Saturday, May 17, 2003

West Virginian Contradiction

A conversation with my dad about John Ashcroft’s fair-weather federalism – in which my dad observed that Republicans’ lack of support for states’ rights goes all the way back to the first Republican president, Lincoln – reminded me of a bizarre legal anomaly that I noticed a few years ago: that West Virginia should not be a state. Or at least, it can only be a state if you buy the South’s position on the legality of secession.

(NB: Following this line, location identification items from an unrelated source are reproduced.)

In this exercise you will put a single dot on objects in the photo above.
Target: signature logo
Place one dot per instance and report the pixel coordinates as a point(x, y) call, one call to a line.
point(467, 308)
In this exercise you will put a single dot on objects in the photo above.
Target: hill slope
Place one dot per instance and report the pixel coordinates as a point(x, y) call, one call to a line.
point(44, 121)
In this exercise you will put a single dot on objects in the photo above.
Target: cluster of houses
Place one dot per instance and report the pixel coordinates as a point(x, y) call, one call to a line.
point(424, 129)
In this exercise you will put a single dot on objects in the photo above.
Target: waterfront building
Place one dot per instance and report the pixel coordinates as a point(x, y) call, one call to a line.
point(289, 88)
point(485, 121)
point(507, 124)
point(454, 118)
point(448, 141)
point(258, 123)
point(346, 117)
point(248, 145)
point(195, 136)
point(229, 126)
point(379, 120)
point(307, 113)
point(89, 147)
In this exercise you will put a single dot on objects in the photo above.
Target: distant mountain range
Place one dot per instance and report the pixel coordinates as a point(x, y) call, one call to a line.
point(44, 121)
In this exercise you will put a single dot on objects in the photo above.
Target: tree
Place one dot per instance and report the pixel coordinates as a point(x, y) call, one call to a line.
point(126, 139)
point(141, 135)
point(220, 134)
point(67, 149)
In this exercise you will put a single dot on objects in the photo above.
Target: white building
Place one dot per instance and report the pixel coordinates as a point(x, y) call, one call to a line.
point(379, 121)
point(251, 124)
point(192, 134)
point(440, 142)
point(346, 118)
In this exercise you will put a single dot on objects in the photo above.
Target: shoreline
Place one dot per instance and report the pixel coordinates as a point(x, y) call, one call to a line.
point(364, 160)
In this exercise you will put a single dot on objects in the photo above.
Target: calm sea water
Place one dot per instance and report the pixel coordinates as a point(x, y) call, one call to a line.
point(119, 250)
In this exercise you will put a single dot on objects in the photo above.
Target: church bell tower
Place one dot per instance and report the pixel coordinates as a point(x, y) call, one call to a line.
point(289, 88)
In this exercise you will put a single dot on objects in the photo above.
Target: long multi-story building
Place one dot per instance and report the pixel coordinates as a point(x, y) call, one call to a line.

Why? Because the acceptance of West Virginia as a state relied on two distinct acts of secession. First, Virginia had to secede from the Union; and second, West Virginia had to secede from Virginia. Now, Lincoln and the Republicans took the position that the secession of southern states was illegal and unconstitutional and hence *never happened*; for the entirety of the Civil War, they were not a separate nation or nations, but union states in rebellion. If that’s so, then Article IV section 3 of the Constitution still applied to Virginia:
New States may be admitted by the Congress into this Union; but no new State shall be formed or erected within the Jurisdiction of any other State; nor any State be formed by the junction of two or more States, or Parts of States, without the Consent of the Legislatures of the States concerned as well as of the Congress.
In other words, as long as Virginia was part of the Union, as the opponents of secession claimed it was, then West Virginia could not have become a state without the consent of the Virginia state legislature – consent that I’m pretty sure was never given.

(It’s not obvious to me whether the final phrase about consent of the legislatures concerned applies to the clause before the semicolon about forming a state within the jurisdiction of an existing state, or if that phrase only applies to states formed by the junction of states or parts of states. But it doesn’t matter, because either way West Virginia’s statehood would have been unconstitutional – either because it was ruled out entirely, or because the Virginia legislature’s consent was never given.)

There is, of course, a legal theory that would justify West Virginia’s statehood: the theory that secession of a state is legal and constitutional. If Virginia actually left the Union, then the constitutional provision above did not apply. The acceptability of secession was, of course, the position of the southern states. But this theory was rejected by precisely the people who voted to admit West Virginia to the Union.

UPDATE: Turns out that Lincoln consulted the members of his Cabinet on this question, and received differing opinions. Salmon P. Chase offers an interesting argument in defense of admitting West Virginia as a new state: that while some Virginian state legislators were in rebellion, other Virginia state legislators and loyal citizens established a convention in Wheeling (a town in what is now West Virginia), and that body constituted the only legitimate legislature of Virginia. Thus, the Constitution required only this legislature’s consent. A clever argument, but I don’t think it quite works. Article IV section 3 requires consent of the legislatures, plural, of the states, also plural, concerned. Now, the Wheeling convention was either the legislature of Virginia or the legislature of West Virginia, but it cannot have been the legislature of both! Therefore, at least one required consent was missing. Now, I suppose one might claim that this position would have denied the people of West Virginia their right of self-determination, i.e., their right to govern themselves without the consent of people living in the Virginian counties in rebellion. But notice that self-determination is the basis of the secessionist argument, so again, the Unionists could not support that argument without contradicting themselves. Also, it’s worth pointing out that the Constitution has specific language prohibiting this form of secession (one part of a state unilaterally separating itself from the rest to become a new state), whereas it does not contain any language prohibiting secession of a state from the union as a whole. So it’s odd, to say the least, to contend that the Constitution allows the former yet prohibits the latter.